I won’t claim to have watched all the many dozens of films Paxton appeared in over the course of over 40 years in the filmmaking industry, but I feel confident asserting that no minute of any of those movies lacked for something weird and fun to watch whenever Bill Paxton’s face was on the screen. His specialty was the cocky macho doofus. No one has ever done Cocky Macho Doofus better than Bill Paxton. The trick, I think, was the “doofus” part: His performances seemed suffused with the understanding that the swaggering jock types he played never are more than a couple minor wrong turns away from completely unraveling and wetting themselves, and he seemed to relish portraying that part at least as much as the bluster and bravado that preceded it. In any case, he somehow made both look fun as hell.
Still, you don’t have to be, or care about portrayals of, the swaggering jock type to appreciate and identify with the single most relatable moment in the history of film, which Paxton delivers in 1986's Aliens, the James Cameron-directed sequel to 1979's Alien. If you haven’t seen it, first of all go watch it literally right this minute, drop everything and go rent it from Amazon or find it on Netflix or whatever, right now; it’s quite possibly the best science-fiction movie ever made and the best action movie ever made. But also, let’s set the stage a little bit.
The characters, including Sigourney Weaver’s haunted Ellen Ripley and Paxton’s cocky shit-talking Private Hudson, have just narrowly escaped an ambush by the titular monsters that claimed the lives of several of their friends and comrades-in-arms.
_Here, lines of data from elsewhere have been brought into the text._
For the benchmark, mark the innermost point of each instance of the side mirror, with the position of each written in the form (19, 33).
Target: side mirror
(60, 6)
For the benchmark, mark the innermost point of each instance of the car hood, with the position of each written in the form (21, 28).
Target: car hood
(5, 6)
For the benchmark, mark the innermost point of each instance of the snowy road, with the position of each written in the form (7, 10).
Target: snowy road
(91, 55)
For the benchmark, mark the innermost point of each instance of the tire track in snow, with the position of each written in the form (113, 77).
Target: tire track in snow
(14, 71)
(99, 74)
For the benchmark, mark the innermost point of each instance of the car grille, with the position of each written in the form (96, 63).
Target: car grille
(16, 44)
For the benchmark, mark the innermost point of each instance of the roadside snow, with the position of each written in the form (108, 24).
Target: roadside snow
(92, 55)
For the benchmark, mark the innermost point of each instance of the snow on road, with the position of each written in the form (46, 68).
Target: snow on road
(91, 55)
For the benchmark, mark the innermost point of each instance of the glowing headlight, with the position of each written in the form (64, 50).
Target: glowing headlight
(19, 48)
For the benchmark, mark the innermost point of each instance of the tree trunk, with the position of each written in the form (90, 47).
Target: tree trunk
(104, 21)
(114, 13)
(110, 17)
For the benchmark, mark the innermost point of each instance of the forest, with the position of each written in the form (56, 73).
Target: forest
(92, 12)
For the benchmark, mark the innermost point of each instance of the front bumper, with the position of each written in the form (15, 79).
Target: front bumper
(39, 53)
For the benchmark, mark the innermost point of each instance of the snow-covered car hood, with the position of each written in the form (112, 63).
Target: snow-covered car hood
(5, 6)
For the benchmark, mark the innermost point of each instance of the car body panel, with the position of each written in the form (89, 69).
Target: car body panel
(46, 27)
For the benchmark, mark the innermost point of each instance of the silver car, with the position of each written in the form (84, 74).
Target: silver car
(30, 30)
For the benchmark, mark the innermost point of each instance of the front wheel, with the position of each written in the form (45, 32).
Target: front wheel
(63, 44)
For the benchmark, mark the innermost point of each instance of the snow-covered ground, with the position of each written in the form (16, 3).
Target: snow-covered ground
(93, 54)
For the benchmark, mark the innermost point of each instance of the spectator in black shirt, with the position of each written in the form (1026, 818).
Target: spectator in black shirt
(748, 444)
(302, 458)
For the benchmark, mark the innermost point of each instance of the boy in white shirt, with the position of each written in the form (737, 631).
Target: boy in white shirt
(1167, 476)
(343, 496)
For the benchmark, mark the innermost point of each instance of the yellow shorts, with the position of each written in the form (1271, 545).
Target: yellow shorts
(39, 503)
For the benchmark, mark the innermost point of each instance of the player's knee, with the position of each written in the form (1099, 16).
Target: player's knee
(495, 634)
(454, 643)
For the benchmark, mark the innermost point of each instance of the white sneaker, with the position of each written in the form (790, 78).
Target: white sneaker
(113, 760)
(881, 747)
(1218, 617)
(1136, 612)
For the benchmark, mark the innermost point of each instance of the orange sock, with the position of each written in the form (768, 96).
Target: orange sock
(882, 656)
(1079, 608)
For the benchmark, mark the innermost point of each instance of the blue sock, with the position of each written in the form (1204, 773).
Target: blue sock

Out on the surface of remote, barren exomoon LV-426, they call for a rescue from their remaining mates... but oh no! An alien stowaway kills the crew of the rescue ship mid-flight, and it falls down upon Ripley, Hudson, and company in a spectacular crash that nearly kills them. They are having an extremely bad time right now.
As the dust clears, Private Hudson emerges from the smoke, his face neatly expressing... well, basically the entirety of the human condition. What it is to be a human being. Ladies and gentlemen, today and every day but especially today, it extremely me:
Goodbye, Private Hudson. We’re in some real pretty shit now, man.